We studied the precipitation of magnetospheric energetic electrons into the Earth's atmosphere during magnetic storm times using precipitating electron flux data from the MEPED on board the NOAA Polar Orbiting Environmental Satellites (POES) low.altitude satellite, NOAA-16. We identified a total of 84 storm events between 2001 and 2012 using SYM-H index. We have done a superposition of precipitating electron fluxes for each of three energy ranges (i.e., e1: > 30 keV, e2: > 100 keV, e3: > 300 keV) for the identified storm times. The results show that the fluxes start to increase before the main phase of storm for all energy ranges and reach a maximum level just before the time of SYM-H minimum value.

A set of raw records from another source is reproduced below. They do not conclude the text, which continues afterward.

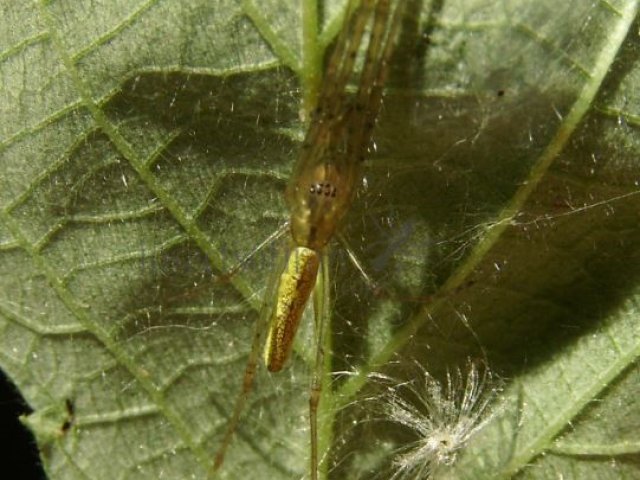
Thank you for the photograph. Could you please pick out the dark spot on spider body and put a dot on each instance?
(326, 189)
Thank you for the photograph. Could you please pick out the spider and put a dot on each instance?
(321, 191)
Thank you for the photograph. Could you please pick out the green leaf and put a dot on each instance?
(144, 148)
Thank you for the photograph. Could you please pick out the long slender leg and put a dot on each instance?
(249, 372)
(247, 384)
(321, 314)
(282, 229)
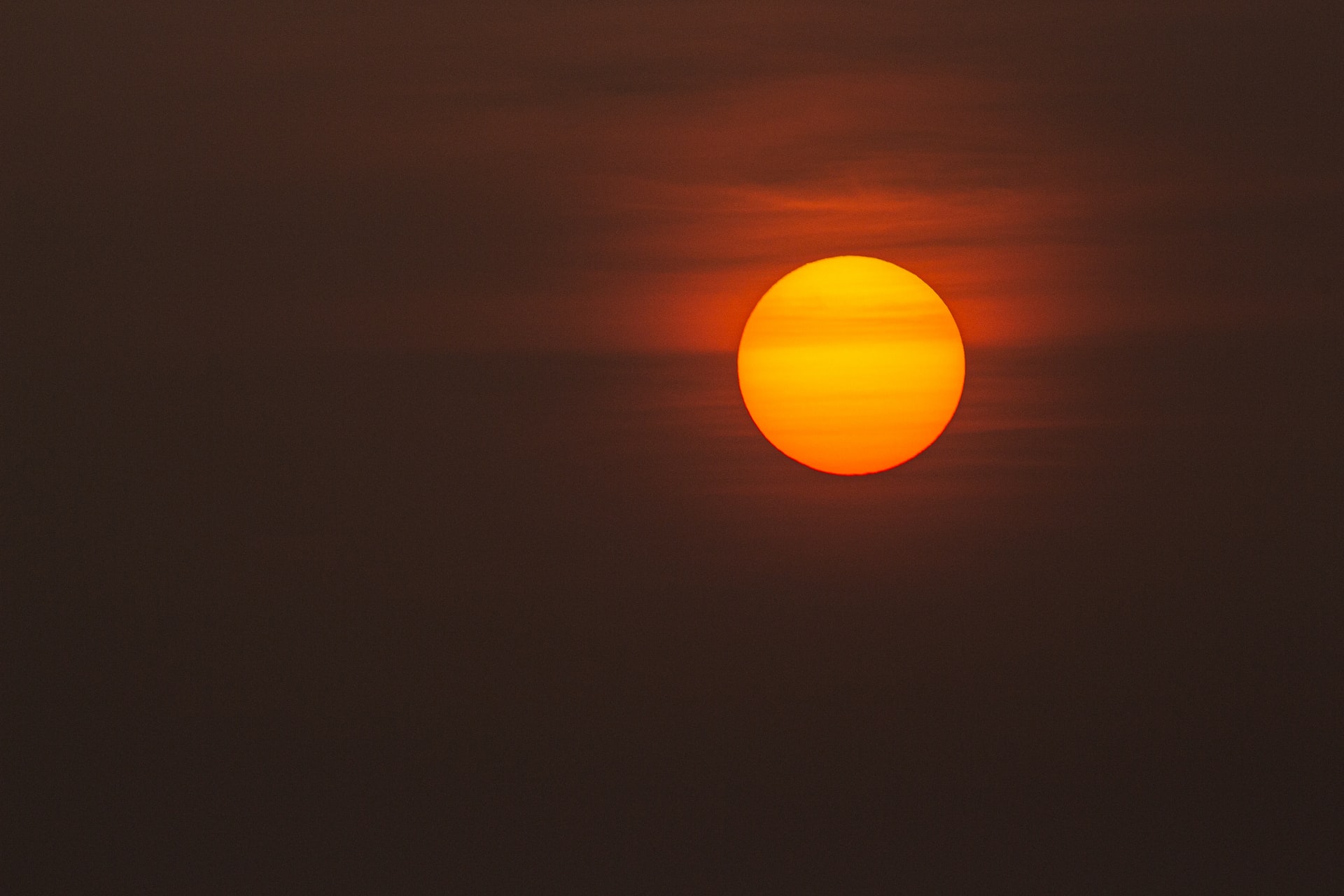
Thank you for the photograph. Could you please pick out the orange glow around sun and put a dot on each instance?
(851, 365)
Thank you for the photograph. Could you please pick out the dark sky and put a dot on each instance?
(612, 175)
(379, 514)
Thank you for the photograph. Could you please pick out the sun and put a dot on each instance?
(851, 365)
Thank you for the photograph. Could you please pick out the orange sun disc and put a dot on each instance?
(851, 365)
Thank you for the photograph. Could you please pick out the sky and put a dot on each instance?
(379, 512)
(634, 176)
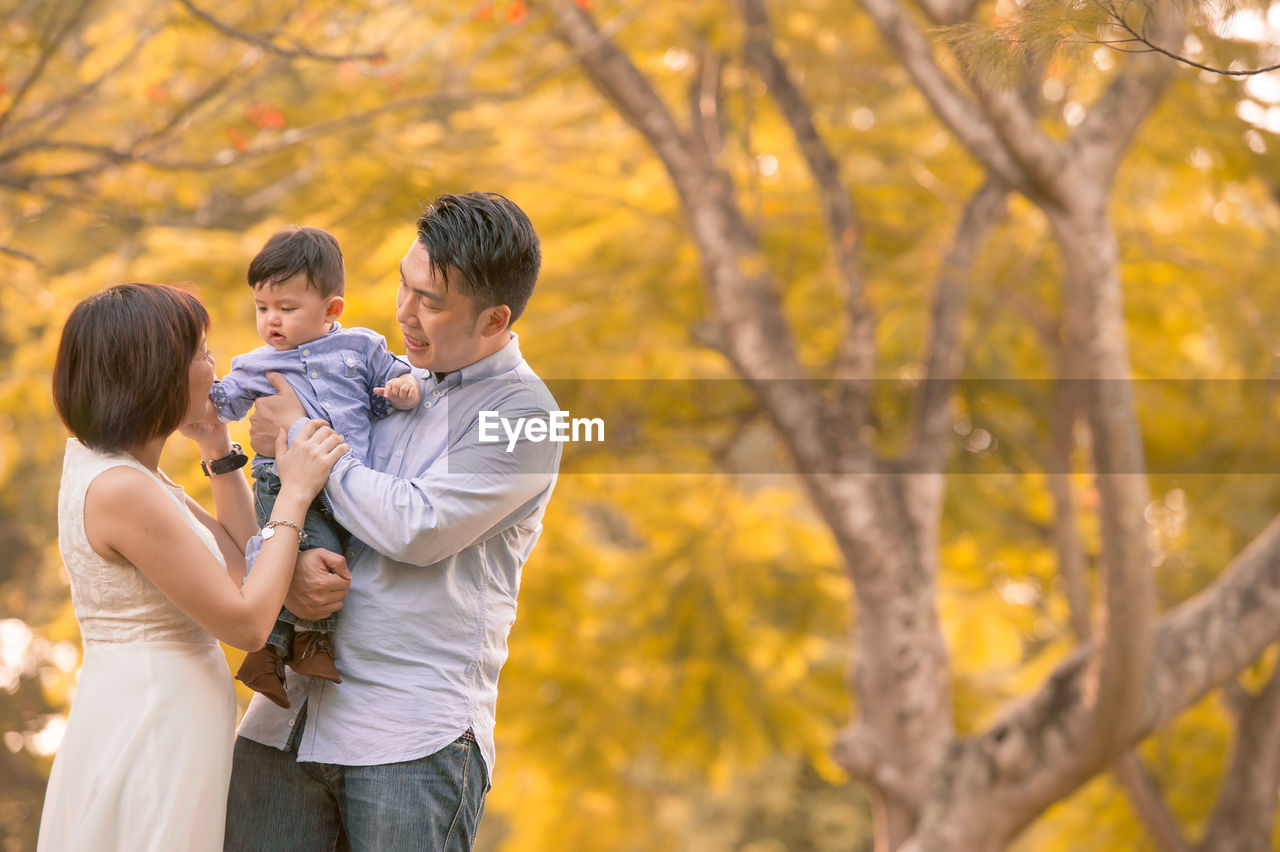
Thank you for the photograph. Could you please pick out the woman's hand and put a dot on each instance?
(306, 463)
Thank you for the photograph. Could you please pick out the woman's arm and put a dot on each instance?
(127, 514)
(233, 504)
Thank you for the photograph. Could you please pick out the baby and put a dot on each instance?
(346, 376)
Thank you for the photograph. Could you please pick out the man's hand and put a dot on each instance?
(401, 392)
(320, 581)
(273, 413)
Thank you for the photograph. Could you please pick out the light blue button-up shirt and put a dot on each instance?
(334, 378)
(447, 521)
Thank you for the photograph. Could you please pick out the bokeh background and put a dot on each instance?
(680, 669)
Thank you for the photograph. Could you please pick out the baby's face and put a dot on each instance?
(291, 314)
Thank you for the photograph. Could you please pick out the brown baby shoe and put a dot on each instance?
(264, 672)
(312, 655)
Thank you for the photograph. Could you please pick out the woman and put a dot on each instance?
(155, 578)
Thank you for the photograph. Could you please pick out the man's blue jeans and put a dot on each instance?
(280, 805)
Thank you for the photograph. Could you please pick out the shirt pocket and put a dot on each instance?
(352, 363)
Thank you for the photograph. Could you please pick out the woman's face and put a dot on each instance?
(200, 379)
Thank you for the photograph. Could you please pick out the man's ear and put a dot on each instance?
(494, 320)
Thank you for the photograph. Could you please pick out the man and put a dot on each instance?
(398, 756)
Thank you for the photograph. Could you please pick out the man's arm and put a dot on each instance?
(467, 495)
(320, 581)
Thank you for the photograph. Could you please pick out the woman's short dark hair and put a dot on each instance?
(122, 375)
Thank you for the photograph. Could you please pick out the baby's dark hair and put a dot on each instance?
(301, 250)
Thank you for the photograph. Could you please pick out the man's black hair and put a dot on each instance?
(489, 242)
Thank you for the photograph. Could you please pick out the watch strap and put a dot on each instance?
(233, 461)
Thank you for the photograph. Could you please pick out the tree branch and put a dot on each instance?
(49, 50)
(965, 120)
(929, 441)
(1150, 805)
(1246, 810)
(1037, 751)
(744, 294)
(855, 361)
(1111, 123)
(270, 46)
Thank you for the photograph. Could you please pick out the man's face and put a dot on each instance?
(291, 312)
(440, 328)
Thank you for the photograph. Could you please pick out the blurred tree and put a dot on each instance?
(677, 668)
(1133, 670)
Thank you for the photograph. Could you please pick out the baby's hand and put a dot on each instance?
(401, 392)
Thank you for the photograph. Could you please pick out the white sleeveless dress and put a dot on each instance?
(147, 754)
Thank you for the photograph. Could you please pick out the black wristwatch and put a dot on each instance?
(233, 461)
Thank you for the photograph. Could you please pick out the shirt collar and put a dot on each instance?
(504, 360)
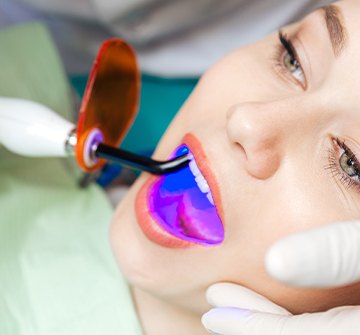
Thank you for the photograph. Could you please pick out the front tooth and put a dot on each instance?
(193, 168)
(209, 196)
(202, 184)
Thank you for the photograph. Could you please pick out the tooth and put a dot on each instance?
(209, 196)
(203, 186)
(193, 168)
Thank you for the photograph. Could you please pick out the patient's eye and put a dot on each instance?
(288, 63)
(344, 164)
(348, 165)
(291, 63)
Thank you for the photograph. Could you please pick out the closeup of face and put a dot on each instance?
(274, 130)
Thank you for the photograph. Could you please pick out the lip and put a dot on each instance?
(155, 232)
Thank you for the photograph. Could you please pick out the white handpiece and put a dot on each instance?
(30, 129)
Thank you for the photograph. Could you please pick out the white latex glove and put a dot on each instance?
(328, 256)
(322, 257)
(252, 314)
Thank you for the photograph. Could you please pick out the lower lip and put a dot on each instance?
(152, 229)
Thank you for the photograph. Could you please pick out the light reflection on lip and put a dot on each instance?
(152, 229)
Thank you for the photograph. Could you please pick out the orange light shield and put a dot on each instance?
(110, 101)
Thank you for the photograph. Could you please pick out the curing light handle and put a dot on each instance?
(28, 128)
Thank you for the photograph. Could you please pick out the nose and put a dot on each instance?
(259, 130)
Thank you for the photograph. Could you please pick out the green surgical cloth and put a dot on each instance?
(57, 273)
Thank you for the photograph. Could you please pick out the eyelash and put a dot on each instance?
(287, 46)
(336, 170)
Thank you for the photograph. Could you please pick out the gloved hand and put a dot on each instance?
(322, 257)
(252, 314)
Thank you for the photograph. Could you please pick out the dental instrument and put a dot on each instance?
(107, 112)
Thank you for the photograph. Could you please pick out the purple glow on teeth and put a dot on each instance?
(181, 202)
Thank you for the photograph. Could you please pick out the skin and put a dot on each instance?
(272, 135)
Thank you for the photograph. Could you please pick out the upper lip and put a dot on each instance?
(202, 161)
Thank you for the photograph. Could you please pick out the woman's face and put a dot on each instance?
(279, 124)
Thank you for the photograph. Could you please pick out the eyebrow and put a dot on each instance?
(336, 28)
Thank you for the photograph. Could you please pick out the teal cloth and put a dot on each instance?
(160, 100)
(57, 273)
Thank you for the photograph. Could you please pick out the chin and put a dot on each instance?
(138, 258)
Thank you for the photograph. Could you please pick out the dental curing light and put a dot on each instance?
(107, 111)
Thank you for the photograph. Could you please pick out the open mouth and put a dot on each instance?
(182, 204)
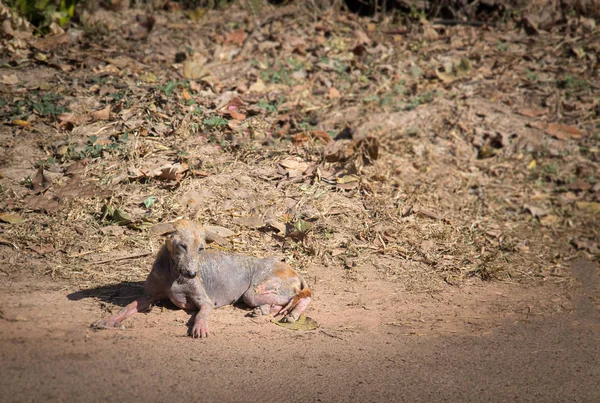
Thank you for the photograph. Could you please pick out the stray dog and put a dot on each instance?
(200, 280)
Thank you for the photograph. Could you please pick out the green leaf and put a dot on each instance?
(11, 218)
(149, 201)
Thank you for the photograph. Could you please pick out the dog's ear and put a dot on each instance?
(165, 228)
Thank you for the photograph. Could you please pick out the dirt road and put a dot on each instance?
(484, 342)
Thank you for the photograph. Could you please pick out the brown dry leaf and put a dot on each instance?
(237, 115)
(69, 120)
(185, 94)
(40, 183)
(4, 241)
(236, 37)
(43, 249)
(362, 37)
(293, 167)
(41, 203)
(11, 79)
(76, 187)
(429, 32)
(195, 70)
(173, 172)
(427, 213)
(563, 132)
(11, 218)
(213, 231)
(162, 228)
(250, 221)
(589, 207)
(348, 182)
(339, 151)
(22, 123)
(76, 168)
(49, 43)
(579, 185)
(259, 86)
(586, 244)
(532, 112)
(549, 220)
(102, 114)
(279, 226)
(303, 323)
(369, 147)
(537, 212)
(113, 230)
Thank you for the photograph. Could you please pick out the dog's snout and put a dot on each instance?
(190, 274)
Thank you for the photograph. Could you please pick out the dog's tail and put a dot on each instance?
(298, 303)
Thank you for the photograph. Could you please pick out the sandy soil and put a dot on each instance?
(437, 187)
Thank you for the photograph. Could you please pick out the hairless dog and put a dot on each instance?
(200, 280)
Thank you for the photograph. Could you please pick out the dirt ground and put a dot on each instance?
(485, 342)
(437, 186)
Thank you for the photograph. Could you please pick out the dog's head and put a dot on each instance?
(185, 242)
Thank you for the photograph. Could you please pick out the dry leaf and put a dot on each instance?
(213, 231)
(40, 203)
(43, 249)
(40, 183)
(194, 70)
(259, 86)
(294, 168)
(277, 225)
(11, 79)
(579, 185)
(589, 207)
(162, 228)
(237, 37)
(10, 218)
(236, 115)
(532, 113)
(303, 323)
(173, 172)
(22, 123)
(549, 220)
(102, 114)
(334, 94)
(537, 212)
(250, 221)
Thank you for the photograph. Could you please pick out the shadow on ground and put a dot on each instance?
(125, 292)
(120, 294)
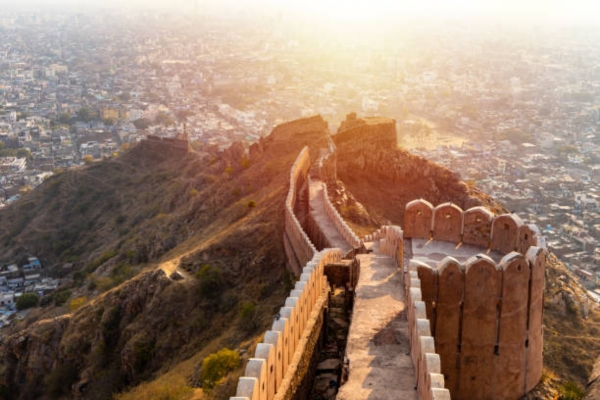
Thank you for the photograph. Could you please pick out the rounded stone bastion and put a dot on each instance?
(481, 279)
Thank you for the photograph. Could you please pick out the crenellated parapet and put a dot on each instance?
(391, 242)
(476, 226)
(341, 225)
(298, 246)
(484, 314)
(282, 359)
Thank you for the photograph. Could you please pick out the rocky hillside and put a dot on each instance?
(174, 257)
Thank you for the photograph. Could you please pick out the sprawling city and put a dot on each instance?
(512, 109)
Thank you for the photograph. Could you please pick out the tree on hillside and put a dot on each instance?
(27, 300)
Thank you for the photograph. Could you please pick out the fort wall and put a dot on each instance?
(163, 143)
(485, 316)
(341, 225)
(475, 226)
(327, 164)
(282, 360)
(298, 247)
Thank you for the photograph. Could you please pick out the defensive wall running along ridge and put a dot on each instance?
(474, 287)
(298, 247)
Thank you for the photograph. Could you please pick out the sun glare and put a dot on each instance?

The precipitation timescales are energy-dependent, being shorter for lower energy, ~4.67 hours for e1, ~7.93 hours for e2 and ~26.5 hours for e3. The precipitating fluxes decline during the recovery phase of the storms. We examined the L shell dependence of the precipitating electron flux during the main phase. We found that statistically the precipitation fluxes are dominantly seen at L of ~ 3-4 or higher. This L value roughly corresponds to the plasmapause location during the main phase. Thus the results imply that the electron precipitation mainly occurs outside of the plasmapause. In addition, we classified the storm events by their strength and examined the dependence of precipitation on storm intensity. We found that the electron precipitation occurs on a faster time scale and penetrate into inner L shell region for a stronger storm.